Bad Press For DC Firm Questions Marketing Practice
A consumer who lost his car has turned to the press in an effort to highlight his plight. The consumer recently lost his car to the bank which hit hard.
Mr Johannes Miti, who is a military veteran who lost an arm in 1987, says that he just had a chat with a call centre agent at African Debt Advisors and discussed how debt review could help him but was not prepared to commit. Later he found out that he had been put under debt review and could not access more credit.
After a chat with the Debt Counsellor, he later decided to go through with the process and began to make payments but then things went sideways.
Wesbank Decide To Leave The Debt Review And Rather Sue
Wesbank soon felt that they were not getting the funds promised and began to send scary messages, legal letters and later even went to court to get a warrant to collect (and potentially sell) the car.
The relationship between Mr Miti and Debt Counsellor Washeemah Isaacs then fell apart. Accusations and allegation began to fly and Mr Miti feels wronged by the Debt Counselling process (and Wesbank of course who took his car).
The Media Latch Onto The Story
Central to the article which was published on IOL.co.za is the use of an external marketing company (the one who first contacted the consumer) and consumers who end up registered on the NCR’s database without being fully committed to the process. A recent court ruling has highlighted that the National Credit Act makes provision for leaving the process only after paying off all small debts (including cars) before the process ends. This highlights how consumers who enter debt review need to be really committed to finishing the process or risk being cut off from credit perhaps indefinitely (until the law is amended in the future).
Other Debt Counsellors have warned consumers off of chatting to anyone who calls to talk about debt review and rather advocate going into a local branch of a debt counselling practice and talking to a local Debt Counsellor.
One of the big issues which has come to light during the matter is that Wesbank took this Cape Town resident to High Court in Gauteng probably knowing that the consumer (who is obviously strapped for cash) would not be able to go and defend his matter or afford to pay for legal representation in Gauteng to do so.
The Legal Battle
Though there were existing issues with the original legal work that was done by another legal firm in 2017, Cape Town based debt review specialist attorneys Liddles were called in this year to try and help the consumer. Admittedly the cards were stacked against them and the consumer at this point.
‘They went to court and argued that the matter should be heard locally since the consumer lives in Cape Town. The courts disagreed…’
They went to court and argued that the battle over the car should be heard locally since the consumer lives in Cape Town. The courts somewhat surprisingly disagreed and felt that because the consumer made the agreement with Wesbank electronically and they are based in Gauteng the matter should and would be heard in a High Court across the country.
This then happened. The consumer was unable to afford to defend himself across the country in the expensive High Court and so Wesbank* got permission to recover the car from the one-armed Veteran despite his being in debt review and making payments. The courts upheld this decision and felt it was within their contractual rights and in line with the National Credit Act.

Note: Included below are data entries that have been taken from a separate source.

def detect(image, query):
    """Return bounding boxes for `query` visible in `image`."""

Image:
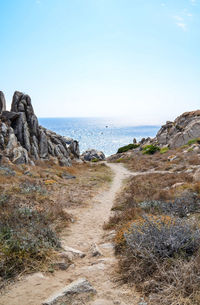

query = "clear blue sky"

[0,0,200,124]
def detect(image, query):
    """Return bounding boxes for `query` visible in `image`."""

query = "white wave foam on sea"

[39,118,160,156]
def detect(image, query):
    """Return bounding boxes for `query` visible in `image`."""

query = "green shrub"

[91,158,100,163]
[117,144,139,154]
[142,144,160,155]
[120,217,200,305]
[160,147,169,154]
[0,206,60,279]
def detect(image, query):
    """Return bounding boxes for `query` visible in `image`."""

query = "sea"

[39,118,160,156]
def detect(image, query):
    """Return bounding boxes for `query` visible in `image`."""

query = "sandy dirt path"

[0,164,140,305]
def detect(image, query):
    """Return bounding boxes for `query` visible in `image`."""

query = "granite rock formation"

[0,91,6,114]
[155,110,200,148]
[0,91,80,166]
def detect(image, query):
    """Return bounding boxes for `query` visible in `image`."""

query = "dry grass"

[107,146,200,305]
[0,162,112,279]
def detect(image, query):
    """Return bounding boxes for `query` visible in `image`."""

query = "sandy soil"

[0,164,139,305]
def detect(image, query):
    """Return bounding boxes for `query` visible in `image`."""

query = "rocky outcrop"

[0,91,6,114]
[0,91,80,166]
[81,149,106,161]
[155,110,200,148]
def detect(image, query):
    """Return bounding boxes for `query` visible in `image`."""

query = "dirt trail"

[0,164,141,305]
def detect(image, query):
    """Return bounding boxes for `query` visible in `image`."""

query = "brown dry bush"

[119,217,200,305]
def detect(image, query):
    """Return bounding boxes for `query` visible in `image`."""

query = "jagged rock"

[1,111,19,122]
[81,149,106,161]
[157,110,200,148]
[0,91,80,166]
[193,168,200,182]
[42,278,96,305]
[12,146,29,164]
[0,91,6,114]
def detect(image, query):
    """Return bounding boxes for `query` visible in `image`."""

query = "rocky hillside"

[0,91,80,166]
[156,110,200,148]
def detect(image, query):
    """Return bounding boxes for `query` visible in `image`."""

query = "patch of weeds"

[91,158,99,163]
[0,166,16,176]
[160,147,169,154]
[0,194,10,207]
[117,144,139,154]
[20,182,47,195]
[188,138,200,145]
[0,206,60,278]
[120,216,200,281]
[142,144,160,155]
[138,192,200,218]
[120,216,200,305]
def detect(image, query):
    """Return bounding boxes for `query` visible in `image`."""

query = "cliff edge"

[0,91,80,166]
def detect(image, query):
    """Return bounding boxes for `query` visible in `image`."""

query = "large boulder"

[0,91,6,114]
[0,91,80,166]
[154,110,200,148]
[81,149,106,161]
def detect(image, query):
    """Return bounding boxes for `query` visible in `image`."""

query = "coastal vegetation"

[107,139,200,305]
[117,144,139,154]
[0,162,112,285]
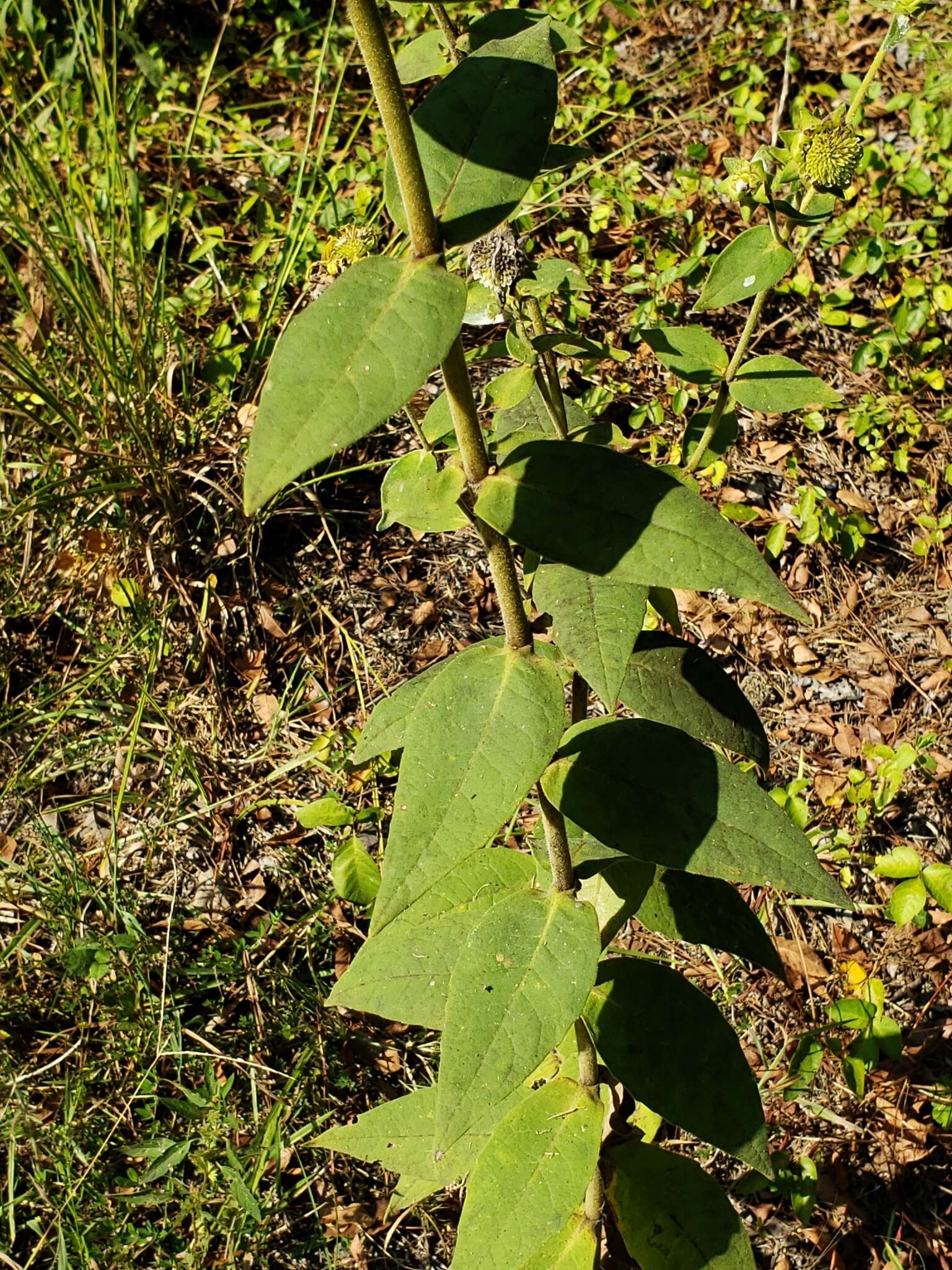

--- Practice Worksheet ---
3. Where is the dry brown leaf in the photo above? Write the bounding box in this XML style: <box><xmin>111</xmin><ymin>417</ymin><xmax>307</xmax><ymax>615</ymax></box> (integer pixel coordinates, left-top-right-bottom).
<box><xmin>252</xmin><ymin>692</ymin><xmax>281</xmax><ymax>724</ymax></box>
<box><xmin>773</xmin><ymin>938</ymin><xmax>829</xmax><ymax>988</ymax></box>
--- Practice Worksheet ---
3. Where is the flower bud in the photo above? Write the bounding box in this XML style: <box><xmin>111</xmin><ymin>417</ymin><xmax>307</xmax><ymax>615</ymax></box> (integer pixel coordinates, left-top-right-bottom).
<box><xmin>717</xmin><ymin>159</ymin><xmax>767</xmax><ymax>203</ymax></box>
<box><xmin>798</xmin><ymin>120</ymin><xmax>863</xmax><ymax>193</ymax></box>
<box><xmin>321</xmin><ymin>224</ymin><xmax>377</xmax><ymax>278</ymax></box>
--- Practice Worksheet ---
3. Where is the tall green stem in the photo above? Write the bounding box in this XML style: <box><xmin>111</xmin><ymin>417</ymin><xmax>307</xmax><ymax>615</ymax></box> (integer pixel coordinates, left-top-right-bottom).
<box><xmin>526</xmin><ymin>296</ymin><xmax>569</xmax><ymax>441</ymax></box>
<box><xmin>684</xmin><ymin>22</ymin><xmax>888</xmax><ymax>473</ymax></box>
<box><xmin>348</xmin><ymin>0</ymin><xmax>532</xmax><ymax>647</ymax></box>
<box><xmin>430</xmin><ymin>4</ymin><xmax>464</xmax><ymax>66</ymax></box>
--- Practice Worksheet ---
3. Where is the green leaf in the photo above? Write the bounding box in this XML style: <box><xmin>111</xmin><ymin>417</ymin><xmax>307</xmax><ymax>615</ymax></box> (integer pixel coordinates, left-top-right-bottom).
<box><xmin>464</xmin><ymin>9</ymin><xmax>585</xmax><ymax>53</ymax></box>
<box><xmin>327</xmin><ymin>847</ymin><xmax>534</xmax><ymax>1029</ymax></box>
<box><xmin>888</xmin><ymin>877</ymin><xmax>928</xmax><ymax>926</ymax></box>
<box><xmin>435</xmin><ymin>892</ymin><xmax>601</xmax><ymax>1148</ymax></box>
<box><xmin>923</xmin><ymin>865</ymin><xmax>952</xmax><ymax>913</ymax></box>
<box><xmin>635</xmin><ymin>869</ymin><xmax>786</xmax><ymax>979</ymax></box>
<box><xmin>870</xmin><ymin>1015</ymin><xmax>902</xmax><ymax>1058</ymax></box>
<box><xmin>873</xmin><ymin>847</ymin><xmax>923</xmax><ymax>877</ymax></box>
<box><xmin>294</xmin><ymin>794</ymin><xmax>354</xmax><ymax>829</ymax></box>
<box><xmin>694</xmin><ymin>224</ymin><xmax>793</xmax><ymax>314</ymax></box>
<box><xmin>229</xmin><ymin>1170</ymin><xmax>264</xmax><ymax>1225</ymax></box>
<box><xmin>245</xmin><ymin>257</ymin><xmax>466</xmax><ymax>514</ymax></box>
<box><xmin>377</xmin><ymin>450</ymin><xmax>470</xmax><ymax>533</ymax></box>
<box><xmin>578</xmin><ymin>856</ymin><xmax>659</xmax><ymax>949</ymax></box>
<box><xmin>542</xmin><ymin>719</ymin><xmax>850</xmax><ymax>908</ymax></box>
<box><xmin>476</xmin><ymin>441</ymin><xmax>802</xmax><ymax>617</ymax></box>
<box><xmin>641</xmin><ymin>326</ymin><xmax>729</xmax><ymax>385</ymax></box>
<box><xmin>371</xmin><ymin>645</ymin><xmax>566</xmax><ymax>932</ymax></box>
<box><xmin>532</xmin><ymin>564</ymin><xmax>647</xmax><ymax>710</ymax></box>
<box><xmin>777</xmin><ymin>194</ymin><xmax>837</xmax><ymax>224</ymax></box>
<box><xmin>139</xmin><ymin>1138</ymin><xmax>195</xmax><ymax>1186</ymax></box>
<box><xmin>585</xmin><ymin>957</ymin><xmax>770</xmax><ymax>1173</ymax></box>
<box><xmin>783</xmin><ymin>1036</ymin><xmax>822</xmax><ymax>1103</ymax></box>
<box><xmin>420</xmin><ymin>393</ymin><xmax>456</xmax><ymax>448</ymax></box>
<box><xmin>519</xmin><ymin>1212</ymin><xmax>598</xmax><ymax>1270</ymax></box>
<box><xmin>395</xmin><ymin>30</ymin><xmax>452</xmax><ymax>84</ymax></box>
<box><xmin>491</xmin><ymin>385</ymin><xmax>612</xmax><ymax>462</ymax></box>
<box><xmin>618</xmin><ymin>631</ymin><xmax>770</xmax><ymax>770</ymax></box>
<box><xmin>540</xmin><ymin>142</ymin><xmax>596</xmax><ymax>174</ymax></box>
<box><xmin>681</xmin><ymin>411</ymin><xmax>738</xmax><ymax>469</ymax></box>
<box><xmin>314</xmin><ymin>1085</ymin><xmax>529</xmax><ymax>1186</ymax></box>
<box><xmin>383</xmin><ymin>20</ymin><xmax>557</xmax><ymax>246</ymax></box>
<box><xmin>330</xmin><ymin>838</ymin><xmax>379</xmax><ymax>908</ymax></box>
<box><xmin>730</xmin><ymin>353</ymin><xmax>840</xmax><ymax>414</ymax></box>
<box><xmin>608</xmin><ymin>1142</ymin><xmax>754</xmax><ymax>1270</ymax></box>
<box><xmin>486</xmin><ymin>366</ymin><xmax>536</xmax><ymax>411</ymax></box>
<box><xmin>350</xmin><ymin>637</ymin><xmax>472</xmax><ymax>767</ymax></box>
<box><xmin>453</xmin><ymin>1077</ymin><xmax>603</xmax><ymax>1270</ymax></box>
<box><xmin>383</xmin><ymin>1173</ymin><xmax>441</xmax><ymax>1222</ymax></box>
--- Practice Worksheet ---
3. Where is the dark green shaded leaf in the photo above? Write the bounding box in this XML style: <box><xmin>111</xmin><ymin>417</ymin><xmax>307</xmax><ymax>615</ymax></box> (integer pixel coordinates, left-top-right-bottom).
<box><xmin>532</xmin><ymin>564</ymin><xmax>647</xmax><ymax>709</ymax></box>
<box><xmin>694</xmin><ymin>224</ymin><xmax>793</xmax><ymax>313</ymax></box>
<box><xmin>294</xmin><ymin>794</ymin><xmax>354</xmax><ymax>829</ymax></box>
<box><xmin>542</xmin><ymin>719</ymin><xmax>850</xmax><ymax>908</ymax></box>
<box><xmin>578</xmin><ymin>856</ymin><xmax>659</xmax><ymax>949</ymax></box>
<box><xmin>245</xmin><ymin>257</ymin><xmax>466</xmax><ymax>514</ymax></box>
<box><xmin>435</xmin><ymin>890</ymin><xmax>601</xmax><ymax>1153</ymax></box>
<box><xmin>476</xmin><ymin>441</ymin><xmax>802</xmax><ymax>617</ymax></box>
<box><xmin>385</xmin><ymin>20</ymin><xmax>556</xmax><ymax>244</ymax></box>
<box><xmin>635</xmin><ymin>869</ymin><xmax>786</xmax><ymax>979</ymax></box>
<box><xmin>730</xmin><ymin>353</ymin><xmax>840</xmax><ymax>414</ymax></box>
<box><xmin>775</xmin><ymin>194</ymin><xmax>837</xmax><ymax>224</ymax></box>
<box><xmin>585</xmin><ymin>957</ymin><xmax>770</xmax><ymax>1173</ymax></box>
<box><xmin>608</xmin><ymin>1142</ymin><xmax>754</xmax><ymax>1270</ymax></box>
<box><xmin>618</xmin><ymin>631</ymin><xmax>770</xmax><ymax>770</ymax></box>
<box><xmin>453</xmin><ymin>1077</ymin><xmax>603</xmax><ymax>1270</ymax></box>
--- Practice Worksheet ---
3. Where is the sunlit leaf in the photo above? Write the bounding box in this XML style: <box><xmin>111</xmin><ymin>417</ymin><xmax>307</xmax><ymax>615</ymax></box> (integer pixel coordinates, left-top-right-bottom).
<box><xmin>245</xmin><ymin>257</ymin><xmax>466</xmax><ymax>514</ymax></box>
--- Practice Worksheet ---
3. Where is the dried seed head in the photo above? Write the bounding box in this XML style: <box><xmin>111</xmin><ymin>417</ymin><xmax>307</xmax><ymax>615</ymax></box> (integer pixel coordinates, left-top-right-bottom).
<box><xmin>800</xmin><ymin>120</ymin><xmax>863</xmax><ymax>193</ymax></box>
<box><xmin>467</xmin><ymin>224</ymin><xmax>524</xmax><ymax>309</ymax></box>
<box><xmin>321</xmin><ymin>224</ymin><xmax>377</xmax><ymax>278</ymax></box>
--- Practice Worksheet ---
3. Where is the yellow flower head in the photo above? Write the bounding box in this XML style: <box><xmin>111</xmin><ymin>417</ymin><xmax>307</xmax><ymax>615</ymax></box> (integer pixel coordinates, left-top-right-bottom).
<box><xmin>798</xmin><ymin>120</ymin><xmax>863</xmax><ymax>193</ymax></box>
<box><xmin>321</xmin><ymin>224</ymin><xmax>377</xmax><ymax>278</ymax></box>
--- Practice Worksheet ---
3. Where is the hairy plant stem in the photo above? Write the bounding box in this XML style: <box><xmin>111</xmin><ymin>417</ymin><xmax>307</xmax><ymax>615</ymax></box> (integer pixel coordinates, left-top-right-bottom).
<box><xmin>348</xmin><ymin>0</ymin><xmax>532</xmax><ymax>649</ymax></box>
<box><xmin>575</xmin><ymin>1018</ymin><xmax>606</xmax><ymax>1238</ymax></box>
<box><xmin>526</xmin><ymin>296</ymin><xmax>569</xmax><ymax>441</ymax></box>
<box><xmin>536</xmin><ymin>781</ymin><xmax>575</xmax><ymax>890</ymax></box>
<box><xmin>430</xmin><ymin>2</ymin><xmax>464</xmax><ymax>66</ymax></box>
<box><xmin>684</xmin><ymin>27</ymin><xmax>888</xmax><ymax>473</ymax></box>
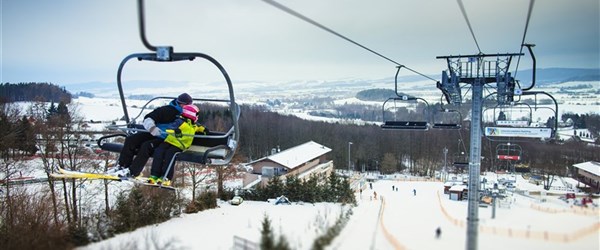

Questionable Marketing Practices?
The original debt review plan and papers that were used back in 2017 have been called into question and criticised for a number of reasons and has been made worse by Mr Miti claiming he never wanted to enter debt review and that he cannot explain his signature on application documents. He also relates that the call centre agent who called him at first gave the impression they were working with the National Credit Regulator (NCR) and that they were offering consolidated loans.
‘The article and coverage, unfortunately, paints the wonderful debt review process in a rather poor light’
The article and coverage, unfortunately, paints the wonderful debt review process in a rather poor light. What is clear is that the consumer feels wronged and upset and has now lost an asset he would rather have kept. It touches on two of the big issues in the industry right now: (1) Consumers “entering” the process too easily and with low levels of commitment and (2) consumers later not being able to walk away from the process as they are able to do with so many other types of contracts and services in other industries.
If you are interested in debt review then, by all means, talk to your local Debt Counsellor and find out how the process works. If you do not want to enter the process yet, then please do not sign anything (especially an application form 16). Be aware that if you respond to an sms or email offering debt review help that this may indicate that you want to begin the process of a review of your debt situation and this should only be done if you are having serious debt issues.